Alas negras sobre Terrenate by Álber Vázquez

Alas negras sobre Terrenate by Álber Vázquez

autor:Álber Vázquez [Vázquez, Álber]
La lengua: spa
Format: epub
Tags: Novela, Aventuras, Histórico
editor: ePubLibre
publicado: 2013-05-01T16:00:00+00:00


* * *

La muchacha no separó los labios hasta un rato después. Parecía tenerles miedo. Parecía tenerle miedo a todo. Mira, hemos matado a todos los hombres que te secuestraron. ¿No te dice esto algo? ¿Nos reconoces? ¿Entiendes lo que decimos?

El capitán llegó, la interrogó con muy poca paciencia y comenzó a maldecir con tanto descomedimiento que la chica se llevó las manos a los oídos.

—¿Y ahora qué cojones hacemos? No podemos cargar con ella, maldita sea nuestra mala suerte…

—Tampoco podemos dejarla aquí, capitán… —terció el sargento.

—Lo sé. ¡Lo sé! Es de los nuestros y nos la llevamos. ¡Pero eso cambia por completo nuestros planes! ¡Me cago en todos los putos ángeles del Cielo!

Acto seguido, se largó de allí a paso apresurado. Él mismo se puso al frente de los dragones encargados de la incautación de pieles y víveres. Un mocoso, de esos que siempre creen ser mucho más mayores de lo que en realidad son, se les revolvió y el capitán le cruzó la cara con tal ímpetu, que lo hizo volar tres pasos atrás.

—¡Joder! —se le oía gritar de vez en cuando. Ni uno solo de los dragones que se hallaba a su lado tuvo temple para dirigirle la palabra. Siquiera para mirarle a los ojos.

—Tranquila —le dijo Góngora, con voz sedosa, a la muchacha.

En presencia de un Arrillaga que conocía aquel tono: un dragón habla así cuando se aproximan los problemas; cuando los invocas y no te estás enterando de que lo haces.

—El capitán es un poco brusco —continuó Góngora.

—Y tú un poco idiota —intervino Arrillaga dispuesto a dejar las cosas claras desde el principio.

Tenían a una española de veintipocos años tan linda con el sol. Aterrorizada por todo lo sufrido, pero con la belleza y el talle intactos. Y él, el sargento Arrillaga, tenía a treinta dragones a cada cual más hombre. Dicho de otro modo: los bufidos del capitán se hallaban más que justificados. Y quien no lo crea, que mire la cara bobalicona del imbécil de Góngora.

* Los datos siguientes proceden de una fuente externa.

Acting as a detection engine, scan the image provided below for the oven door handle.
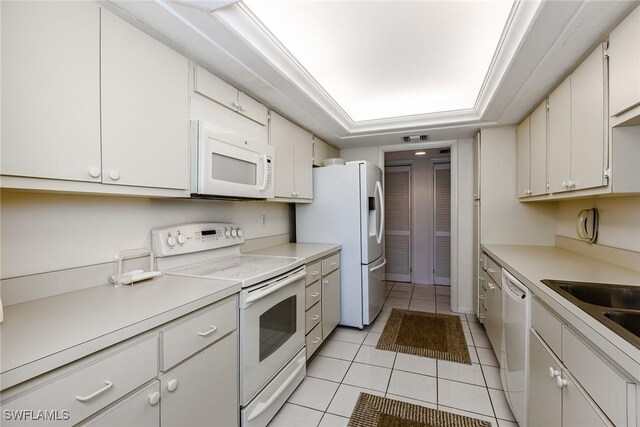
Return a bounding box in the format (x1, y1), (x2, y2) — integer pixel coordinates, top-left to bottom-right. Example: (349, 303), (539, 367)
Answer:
(247, 358), (306, 421)
(244, 270), (307, 304)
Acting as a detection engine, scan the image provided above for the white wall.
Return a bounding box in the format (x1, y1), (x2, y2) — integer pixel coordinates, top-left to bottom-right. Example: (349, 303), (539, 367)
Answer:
(0, 191), (291, 279)
(452, 139), (475, 313)
(340, 147), (380, 166)
(556, 196), (640, 252)
(478, 126), (557, 245)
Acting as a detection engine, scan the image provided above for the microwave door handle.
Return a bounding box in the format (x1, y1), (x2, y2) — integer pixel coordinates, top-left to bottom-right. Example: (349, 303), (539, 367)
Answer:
(258, 154), (267, 191)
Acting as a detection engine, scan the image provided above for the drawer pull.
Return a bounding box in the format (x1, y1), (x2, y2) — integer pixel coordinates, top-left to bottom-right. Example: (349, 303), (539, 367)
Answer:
(198, 325), (218, 337)
(76, 381), (113, 402)
(167, 379), (178, 392)
(148, 391), (160, 406)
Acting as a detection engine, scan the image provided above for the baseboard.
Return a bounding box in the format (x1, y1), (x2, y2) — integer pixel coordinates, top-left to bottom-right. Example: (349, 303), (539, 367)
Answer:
(555, 236), (640, 271)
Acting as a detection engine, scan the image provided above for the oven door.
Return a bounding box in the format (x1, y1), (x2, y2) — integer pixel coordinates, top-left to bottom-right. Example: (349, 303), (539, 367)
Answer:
(192, 121), (274, 199)
(240, 269), (306, 406)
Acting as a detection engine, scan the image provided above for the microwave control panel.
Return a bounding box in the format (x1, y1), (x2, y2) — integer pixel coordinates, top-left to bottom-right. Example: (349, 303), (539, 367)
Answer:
(151, 222), (244, 257)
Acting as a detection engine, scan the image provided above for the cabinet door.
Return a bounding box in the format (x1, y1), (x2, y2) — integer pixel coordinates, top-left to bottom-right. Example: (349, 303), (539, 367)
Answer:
(547, 77), (571, 193)
(82, 381), (160, 427)
(294, 126), (313, 199)
(609, 7), (640, 116)
(238, 92), (269, 126)
(528, 330), (562, 427)
(562, 371), (613, 427)
(269, 111), (296, 197)
(571, 46), (608, 190)
(322, 269), (340, 339)
(101, 9), (189, 189)
(516, 117), (531, 197)
(160, 331), (239, 427)
(484, 276), (502, 357)
(529, 99), (547, 196)
(0, 1), (100, 182)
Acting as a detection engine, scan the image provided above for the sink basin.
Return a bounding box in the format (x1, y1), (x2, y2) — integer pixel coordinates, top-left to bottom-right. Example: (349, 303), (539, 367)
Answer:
(558, 283), (640, 310)
(604, 311), (640, 337)
(542, 280), (640, 348)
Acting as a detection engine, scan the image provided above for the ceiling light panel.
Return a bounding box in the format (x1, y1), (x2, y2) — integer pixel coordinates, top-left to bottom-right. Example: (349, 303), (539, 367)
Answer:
(245, 0), (513, 121)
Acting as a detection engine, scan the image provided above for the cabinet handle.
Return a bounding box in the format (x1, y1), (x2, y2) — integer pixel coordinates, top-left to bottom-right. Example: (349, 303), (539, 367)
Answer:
(147, 391), (160, 406)
(89, 167), (100, 178)
(167, 379), (178, 392)
(76, 381), (113, 402)
(198, 325), (218, 337)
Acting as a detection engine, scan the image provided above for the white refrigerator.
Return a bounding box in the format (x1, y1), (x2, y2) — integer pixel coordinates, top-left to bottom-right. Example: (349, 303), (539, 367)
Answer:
(296, 160), (386, 329)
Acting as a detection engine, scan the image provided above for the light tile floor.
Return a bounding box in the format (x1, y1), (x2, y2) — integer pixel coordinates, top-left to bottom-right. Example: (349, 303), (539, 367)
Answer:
(269, 282), (517, 427)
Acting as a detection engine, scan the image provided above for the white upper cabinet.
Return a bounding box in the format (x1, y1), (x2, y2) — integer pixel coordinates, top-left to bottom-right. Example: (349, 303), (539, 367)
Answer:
(547, 77), (571, 193)
(571, 42), (608, 190)
(101, 9), (189, 189)
(269, 111), (313, 201)
(516, 117), (531, 197)
(194, 66), (269, 126)
(1, 1), (100, 182)
(609, 7), (640, 116)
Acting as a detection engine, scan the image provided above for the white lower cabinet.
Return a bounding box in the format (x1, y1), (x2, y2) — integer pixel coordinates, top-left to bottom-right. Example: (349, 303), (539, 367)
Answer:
(82, 380), (160, 427)
(160, 332), (239, 427)
(305, 252), (340, 360)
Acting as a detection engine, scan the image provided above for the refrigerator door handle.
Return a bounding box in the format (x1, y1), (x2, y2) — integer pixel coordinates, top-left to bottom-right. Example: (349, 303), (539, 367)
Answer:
(376, 181), (386, 246)
(369, 258), (387, 273)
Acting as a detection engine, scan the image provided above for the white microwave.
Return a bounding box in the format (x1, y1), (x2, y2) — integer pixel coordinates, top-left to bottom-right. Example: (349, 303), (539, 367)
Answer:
(191, 120), (275, 199)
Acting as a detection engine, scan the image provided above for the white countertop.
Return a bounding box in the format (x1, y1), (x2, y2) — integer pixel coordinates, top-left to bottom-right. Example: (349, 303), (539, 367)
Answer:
(250, 243), (342, 264)
(482, 244), (640, 381)
(0, 276), (240, 390)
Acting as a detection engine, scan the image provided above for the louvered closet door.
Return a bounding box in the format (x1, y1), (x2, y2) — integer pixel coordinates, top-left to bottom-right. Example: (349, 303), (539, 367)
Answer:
(433, 164), (451, 285)
(384, 166), (411, 282)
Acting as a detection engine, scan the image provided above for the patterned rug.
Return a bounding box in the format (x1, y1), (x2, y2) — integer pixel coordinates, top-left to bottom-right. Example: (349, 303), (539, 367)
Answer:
(376, 308), (471, 365)
(349, 393), (491, 427)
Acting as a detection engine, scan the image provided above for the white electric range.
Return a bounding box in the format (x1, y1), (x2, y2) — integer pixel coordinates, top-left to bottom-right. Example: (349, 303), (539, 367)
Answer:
(151, 223), (306, 427)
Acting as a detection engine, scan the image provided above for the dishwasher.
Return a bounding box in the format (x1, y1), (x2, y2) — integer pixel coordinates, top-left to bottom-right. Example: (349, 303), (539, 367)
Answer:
(500, 268), (532, 426)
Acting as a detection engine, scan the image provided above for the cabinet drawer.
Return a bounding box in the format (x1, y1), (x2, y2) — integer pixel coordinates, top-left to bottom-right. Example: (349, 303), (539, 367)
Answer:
(2, 335), (158, 426)
(307, 324), (322, 360)
(531, 298), (562, 360)
(307, 261), (322, 286)
(322, 252), (340, 276)
(160, 296), (238, 371)
(562, 326), (636, 426)
(484, 255), (502, 289)
(305, 302), (322, 334)
(305, 281), (322, 310)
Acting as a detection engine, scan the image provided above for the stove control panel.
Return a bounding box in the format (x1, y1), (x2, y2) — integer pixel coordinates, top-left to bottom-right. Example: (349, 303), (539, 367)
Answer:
(151, 222), (244, 257)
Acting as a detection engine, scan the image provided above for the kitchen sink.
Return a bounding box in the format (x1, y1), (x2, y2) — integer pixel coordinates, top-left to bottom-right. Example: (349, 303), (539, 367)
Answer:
(542, 280), (640, 348)
(558, 283), (640, 310)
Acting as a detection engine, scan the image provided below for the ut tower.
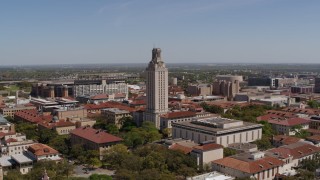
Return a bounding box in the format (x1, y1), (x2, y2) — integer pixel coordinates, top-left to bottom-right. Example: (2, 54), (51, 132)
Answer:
(144, 48), (168, 129)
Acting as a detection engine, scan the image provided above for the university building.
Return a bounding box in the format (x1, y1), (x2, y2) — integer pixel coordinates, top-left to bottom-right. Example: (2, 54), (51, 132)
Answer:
(144, 48), (168, 129)
(172, 117), (263, 147)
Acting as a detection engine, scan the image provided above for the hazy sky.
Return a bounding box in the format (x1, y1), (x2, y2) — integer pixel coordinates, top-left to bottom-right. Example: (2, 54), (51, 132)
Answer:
(0, 0), (320, 65)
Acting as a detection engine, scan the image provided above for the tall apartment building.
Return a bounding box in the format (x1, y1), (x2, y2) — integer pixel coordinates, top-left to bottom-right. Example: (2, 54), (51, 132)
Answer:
(144, 48), (168, 129)
(314, 77), (320, 93)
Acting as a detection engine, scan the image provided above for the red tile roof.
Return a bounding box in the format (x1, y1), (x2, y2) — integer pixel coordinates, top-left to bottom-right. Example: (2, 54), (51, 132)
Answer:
(257, 114), (285, 121)
(90, 94), (109, 100)
(267, 110), (298, 118)
(0, 132), (16, 138)
(193, 143), (223, 151)
(268, 142), (320, 159)
(283, 107), (320, 115)
(213, 157), (284, 174)
(28, 143), (59, 156)
(306, 135), (320, 141)
(273, 135), (302, 145)
(14, 109), (52, 123)
(38, 119), (75, 129)
(161, 111), (196, 119)
(84, 102), (135, 112)
(307, 129), (320, 135)
(6, 138), (18, 143)
(268, 118), (310, 126)
(70, 127), (123, 144)
(169, 143), (192, 154)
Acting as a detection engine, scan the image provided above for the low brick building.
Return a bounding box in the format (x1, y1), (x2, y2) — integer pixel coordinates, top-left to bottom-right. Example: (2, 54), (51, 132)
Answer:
(70, 127), (123, 158)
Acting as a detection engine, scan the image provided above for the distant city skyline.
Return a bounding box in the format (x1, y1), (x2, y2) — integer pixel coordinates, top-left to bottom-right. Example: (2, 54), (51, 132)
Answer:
(0, 0), (320, 66)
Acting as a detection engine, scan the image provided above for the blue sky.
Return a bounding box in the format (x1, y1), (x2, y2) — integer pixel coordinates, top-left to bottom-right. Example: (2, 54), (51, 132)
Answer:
(0, 0), (320, 65)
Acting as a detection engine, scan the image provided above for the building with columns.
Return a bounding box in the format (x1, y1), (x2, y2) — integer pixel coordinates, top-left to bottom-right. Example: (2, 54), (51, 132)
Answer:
(171, 117), (263, 147)
(144, 48), (168, 129)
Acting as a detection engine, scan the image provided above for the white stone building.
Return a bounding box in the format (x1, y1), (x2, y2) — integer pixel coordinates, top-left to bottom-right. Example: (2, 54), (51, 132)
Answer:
(172, 117), (262, 147)
(144, 48), (168, 129)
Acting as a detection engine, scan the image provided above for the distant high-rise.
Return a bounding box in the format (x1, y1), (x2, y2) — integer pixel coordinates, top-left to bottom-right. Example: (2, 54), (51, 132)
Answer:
(144, 48), (168, 129)
(314, 77), (320, 93)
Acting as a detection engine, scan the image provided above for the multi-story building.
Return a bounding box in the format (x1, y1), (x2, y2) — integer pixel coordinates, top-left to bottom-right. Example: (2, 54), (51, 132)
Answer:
(38, 116), (76, 135)
(213, 76), (242, 100)
(160, 111), (196, 130)
(160, 111), (218, 131)
(309, 116), (320, 129)
(0, 133), (35, 156)
(0, 105), (36, 118)
(54, 108), (88, 119)
(31, 81), (74, 98)
(74, 80), (128, 98)
(101, 108), (132, 128)
(314, 77), (320, 93)
(31, 79), (128, 98)
(268, 118), (310, 136)
(27, 143), (62, 161)
(266, 142), (320, 174)
(187, 84), (212, 96)
(70, 127), (123, 158)
(248, 77), (276, 88)
(14, 109), (53, 124)
(290, 86), (314, 94)
(172, 117), (262, 147)
(212, 152), (284, 180)
(158, 139), (223, 167)
(144, 48), (168, 129)
(0, 114), (15, 133)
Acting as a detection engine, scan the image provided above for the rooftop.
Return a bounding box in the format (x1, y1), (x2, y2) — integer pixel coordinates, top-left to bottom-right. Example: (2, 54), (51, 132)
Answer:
(273, 135), (302, 145)
(267, 142), (320, 159)
(213, 154), (284, 174)
(172, 117), (263, 134)
(28, 143), (59, 156)
(268, 118), (310, 126)
(70, 127), (123, 144)
(11, 154), (33, 164)
(101, 108), (129, 114)
(161, 111), (196, 119)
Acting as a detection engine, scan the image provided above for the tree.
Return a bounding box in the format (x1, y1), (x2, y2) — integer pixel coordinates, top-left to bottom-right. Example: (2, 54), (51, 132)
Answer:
(106, 124), (119, 135)
(259, 121), (275, 137)
(253, 136), (273, 150)
(38, 129), (58, 144)
(223, 148), (237, 157)
(16, 122), (39, 141)
(49, 135), (70, 155)
(86, 157), (102, 169)
(121, 116), (137, 132)
(308, 100), (320, 109)
(161, 128), (171, 138)
(3, 169), (23, 180)
(290, 125), (310, 139)
(89, 174), (112, 180)
(200, 102), (224, 114)
(178, 165), (197, 179)
(57, 160), (74, 178)
(296, 169), (315, 179)
(124, 122), (162, 148)
(104, 144), (130, 168)
(114, 169), (138, 180)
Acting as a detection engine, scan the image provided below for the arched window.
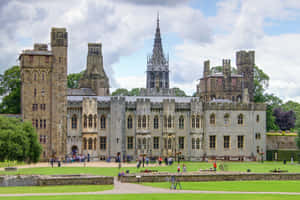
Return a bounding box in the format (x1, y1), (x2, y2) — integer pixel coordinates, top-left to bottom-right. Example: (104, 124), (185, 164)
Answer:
(209, 113), (216, 125)
(196, 116), (200, 128)
(196, 138), (200, 149)
(94, 115), (97, 128)
(72, 115), (77, 129)
(89, 138), (93, 150)
(238, 114), (244, 125)
(94, 138), (97, 151)
(100, 115), (106, 129)
(179, 116), (184, 129)
(143, 115), (147, 128)
(83, 138), (87, 150)
(224, 113), (229, 125)
(127, 116), (132, 129)
(83, 115), (87, 128)
(138, 116), (142, 128)
(168, 115), (172, 128)
(153, 116), (158, 129)
(89, 115), (93, 128)
(192, 115), (196, 128)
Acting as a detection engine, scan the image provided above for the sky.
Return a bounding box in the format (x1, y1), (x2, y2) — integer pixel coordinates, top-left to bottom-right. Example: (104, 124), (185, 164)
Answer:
(0, 0), (300, 102)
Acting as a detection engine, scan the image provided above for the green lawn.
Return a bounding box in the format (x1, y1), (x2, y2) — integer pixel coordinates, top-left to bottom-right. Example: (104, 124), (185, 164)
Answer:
(0, 162), (300, 176)
(0, 194), (300, 200)
(0, 185), (113, 194)
(143, 181), (300, 192)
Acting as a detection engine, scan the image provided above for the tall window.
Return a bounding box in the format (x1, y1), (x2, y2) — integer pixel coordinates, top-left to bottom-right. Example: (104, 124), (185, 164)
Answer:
(72, 115), (77, 129)
(138, 116), (142, 128)
(209, 135), (216, 149)
(100, 136), (106, 150)
(94, 115), (97, 128)
(224, 113), (229, 125)
(143, 115), (147, 128)
(127, 136), (133, 149)
(89, 115), (93, 128)
(83, 138), (87, 150)
(153, 116), (158, 129)
(178, 137), (184, 149)
(83, 115), (87, 128)
(100, 115), (106, 129)
(238, 114), (244, 125)
(192, 115), (196, 128)
(209, 114), (216, 125)
(127, 116), (132, 129)
(196, 116), (200, 128)
(89, 138), (93, 150)
(238, 135), (244, 149)
(168, 115), (172, 128)
(153, 137), (159, 149)
(179, 116), (184, 129)
(224, 136), (230, 149)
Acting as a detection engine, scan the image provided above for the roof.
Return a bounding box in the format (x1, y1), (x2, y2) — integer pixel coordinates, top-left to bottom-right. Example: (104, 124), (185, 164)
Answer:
(68, 96), (199, 103)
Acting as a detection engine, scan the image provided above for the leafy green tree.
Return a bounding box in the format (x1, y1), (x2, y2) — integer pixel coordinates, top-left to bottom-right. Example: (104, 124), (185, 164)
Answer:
(68, 71), (84, 88)
(0, 66), (21, 114)
(0, 116), (42, 162)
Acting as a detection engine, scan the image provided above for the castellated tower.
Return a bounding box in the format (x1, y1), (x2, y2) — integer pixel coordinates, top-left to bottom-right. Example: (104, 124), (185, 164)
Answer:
(236, 51), (255, 102)
(79, 43), (109, 96)
(50, 28), (68, 157)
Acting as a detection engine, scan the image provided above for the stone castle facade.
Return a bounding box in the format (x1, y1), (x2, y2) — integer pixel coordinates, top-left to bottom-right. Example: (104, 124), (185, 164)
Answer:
(20, 16), (266, 160)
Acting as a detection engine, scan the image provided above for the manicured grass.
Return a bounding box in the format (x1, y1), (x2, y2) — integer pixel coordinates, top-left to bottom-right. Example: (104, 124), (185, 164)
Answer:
(0, 162), (300, 176)
(0, 185), (113, 194)
(143, 181), (300, 192)
(0, 194), (300, 200)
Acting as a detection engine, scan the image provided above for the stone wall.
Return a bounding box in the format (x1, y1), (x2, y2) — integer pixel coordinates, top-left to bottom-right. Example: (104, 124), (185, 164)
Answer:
(0, 175), (114, 187)
(120, 172), (300, 183)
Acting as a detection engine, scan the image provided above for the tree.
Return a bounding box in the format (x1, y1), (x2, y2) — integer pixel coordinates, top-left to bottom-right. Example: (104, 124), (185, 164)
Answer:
(0, 116), (42, 162)
(0, 66), (21, 114)
(68, 71), (84, 88)
(273, 108), (296, 131)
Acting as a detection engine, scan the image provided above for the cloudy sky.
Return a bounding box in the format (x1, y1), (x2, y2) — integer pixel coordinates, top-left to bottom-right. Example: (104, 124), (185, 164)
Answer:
(0, 0), (300, 101)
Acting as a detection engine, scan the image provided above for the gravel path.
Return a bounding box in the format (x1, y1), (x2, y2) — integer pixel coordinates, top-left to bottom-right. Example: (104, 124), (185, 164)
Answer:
(0, 179), (300, 197)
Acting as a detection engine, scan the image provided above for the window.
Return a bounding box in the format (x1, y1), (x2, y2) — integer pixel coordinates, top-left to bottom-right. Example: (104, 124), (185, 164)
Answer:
(238, 114), (244, 125)
(83, 115), (87, 128)
(100, 115), (106, 129)
(138, 116), (142, 128)
(255, 133), (261, 140)
(71, 115), (77, 129)
(256, 115), (259, 123)
(89, 115), (93, 128)
(153, 116), (158, 129)
(196, 116), (200, 128)
(178, 137), (184, 149)
(196, 138), (200, 149)
(192, 138), (196, 149)
(143, 115), (147, 128)
(127, 136), (133, 149)
(88, 138), (93, 150)
(127, 116), (132, 129)
(209, 114), (216, 125)
(224, 113), (229, 125)
(153, 137), (159, 149)
(94, 115), (97, 128)
(83, 138), (87, 150)
(238, 135), (244, 149)
(224, 136), (230, 149)
(192, 116), (195, 128)
(168, 115), (172, 128)
(209, 135), (216, 149)
(179, 116), (184, 129)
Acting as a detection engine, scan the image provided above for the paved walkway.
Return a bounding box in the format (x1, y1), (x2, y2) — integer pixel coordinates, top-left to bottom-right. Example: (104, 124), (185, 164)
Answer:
(0, 179), (300, 197)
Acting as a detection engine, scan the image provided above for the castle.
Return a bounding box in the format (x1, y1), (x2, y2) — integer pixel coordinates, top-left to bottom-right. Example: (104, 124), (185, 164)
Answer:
(19, 16), (266, 160)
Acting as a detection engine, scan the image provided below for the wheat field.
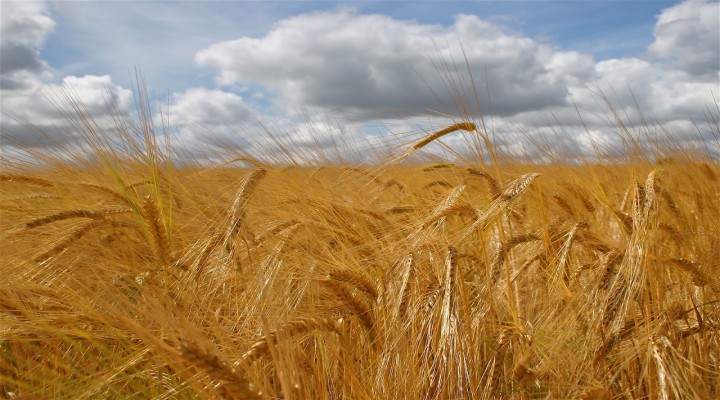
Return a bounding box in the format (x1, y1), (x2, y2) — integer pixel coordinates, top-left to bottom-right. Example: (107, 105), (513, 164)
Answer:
(0, 92), (720, 399)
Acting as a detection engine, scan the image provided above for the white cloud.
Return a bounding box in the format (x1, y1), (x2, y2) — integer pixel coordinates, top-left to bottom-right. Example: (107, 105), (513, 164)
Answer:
(648, 1), (720, 80)
(196, 8), (592, 117)
(0, 75), (133, 147)
(0, 1), (55, 90)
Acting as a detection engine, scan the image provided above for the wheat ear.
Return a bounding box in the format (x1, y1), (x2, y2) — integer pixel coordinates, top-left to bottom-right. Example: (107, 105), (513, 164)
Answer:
(328, 269), (379, 301)
(234, 318), (343, 365)
(0, 174), (55, 187)
(25, 208), (132, 229)
(143, 196), (171, 264)
(223, 168), (267, 247)
(180, 340), (263, 399)
(412, 122), (477, 151)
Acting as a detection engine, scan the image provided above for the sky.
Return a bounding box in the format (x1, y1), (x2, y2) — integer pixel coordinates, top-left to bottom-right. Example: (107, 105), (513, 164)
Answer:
(0, 0), (720, 163)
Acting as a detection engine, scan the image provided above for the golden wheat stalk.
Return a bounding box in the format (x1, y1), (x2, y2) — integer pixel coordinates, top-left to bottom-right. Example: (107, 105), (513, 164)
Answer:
(25, 208), (127, 229)
(179, 339), (264, 400)
(223, 168), (267, 248)
(0, 174), (55, 187)
(412, 122), (477, 151)
(234, 317), (343, 366)
(328, 269), (380, 302)
(143, 196), (172, 264)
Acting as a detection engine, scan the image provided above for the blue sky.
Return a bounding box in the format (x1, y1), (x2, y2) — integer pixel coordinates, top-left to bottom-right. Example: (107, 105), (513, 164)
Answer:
(41, 0), (677, 90)
(0, 0), (720, 162)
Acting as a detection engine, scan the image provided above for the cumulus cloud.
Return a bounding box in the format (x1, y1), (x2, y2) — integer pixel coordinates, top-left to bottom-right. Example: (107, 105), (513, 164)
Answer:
(156, 87), (259, 147)
(0, 1), (55, 90)
(648, 1), (720, 80)
(196, 8), (593, 117)
(0, 75), (133, 147)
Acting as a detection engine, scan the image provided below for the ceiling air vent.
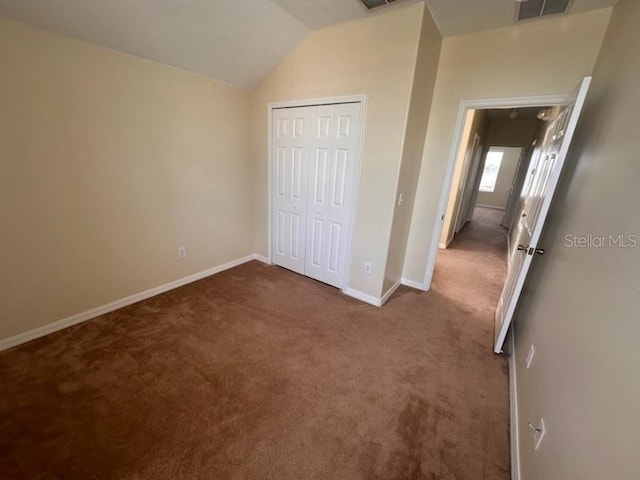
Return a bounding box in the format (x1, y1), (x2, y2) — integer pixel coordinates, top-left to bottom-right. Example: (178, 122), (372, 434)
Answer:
(518, 0), (571, 20)
(360, 0), (398, 10)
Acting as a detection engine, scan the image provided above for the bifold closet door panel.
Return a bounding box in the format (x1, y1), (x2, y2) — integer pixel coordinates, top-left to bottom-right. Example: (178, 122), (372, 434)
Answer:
(305, 103), (360, 288)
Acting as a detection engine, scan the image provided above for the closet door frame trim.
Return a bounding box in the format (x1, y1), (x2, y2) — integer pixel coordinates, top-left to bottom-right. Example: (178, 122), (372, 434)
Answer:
(267, 94), (367, 292)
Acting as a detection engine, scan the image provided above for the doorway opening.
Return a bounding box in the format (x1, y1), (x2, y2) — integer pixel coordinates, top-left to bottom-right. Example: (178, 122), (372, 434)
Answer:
(425, 77), (591, 353)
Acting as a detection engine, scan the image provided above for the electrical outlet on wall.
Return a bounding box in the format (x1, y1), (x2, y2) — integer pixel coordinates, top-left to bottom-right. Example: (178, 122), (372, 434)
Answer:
(524, 345), (536, 368)
(529, 418), (547, 450)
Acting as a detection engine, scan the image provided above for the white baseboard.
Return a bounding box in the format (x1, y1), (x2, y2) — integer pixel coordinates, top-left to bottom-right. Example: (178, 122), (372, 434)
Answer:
(509, 332), (520, 480)
(0, 254), (264, 351)
(380, 280), (402, 305)
(342, 288), (382, 307)
(476, 203), (504, 212)
(253, 253), (271, 265)
(401, 278), (427, 292)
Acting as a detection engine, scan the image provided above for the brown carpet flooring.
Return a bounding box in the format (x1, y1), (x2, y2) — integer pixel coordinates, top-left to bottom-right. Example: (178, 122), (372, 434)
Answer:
(0, 211), (509, 480)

—Aparta, tarado —dijo, con rudeza, el sargento.

Góngora se hizo a un lado pero siguió a Arrillaga cuando este se llevó a la muchacha a un extremo del campamento.

—¿Cómo te llamas? ¿Sabes cómo te llamas? —preguntó el sargento.

La mujer asintió con la cabeza. Bien. Al menos, comprendía lo que se le decía.

—Somos de Terrenate.

Como si le hubiera dicho que provenían de la luna. La muchacha no parecía demasiado al tanto de los presidios de la zona.

—¿Me vas a decir tu nombre?

Ella lo intentó. Arrillaga, poco hábil en estos asuntos, no se dio cuenta pero Góngora sí.

—Sargento.

—Qué.

—Está temblando.

Arrillaga la observó de pies a cabeza y se dio cuenta de que la muchacha tiritaba. De miedo, de frío o de vete tú a saber qué.

—Trae tu manta, Góngora —dijo.

El dragón obedeció de inmediato. Ni un minuto después regresó con ella y cubrió los hombros de la chica.

Ella bajó la cabeza y la olió. Tras dos largas semanas durmiendo a la intemperie, no desprendería un aroma excesivamente agradable; sin embargo, la mujer sonrió.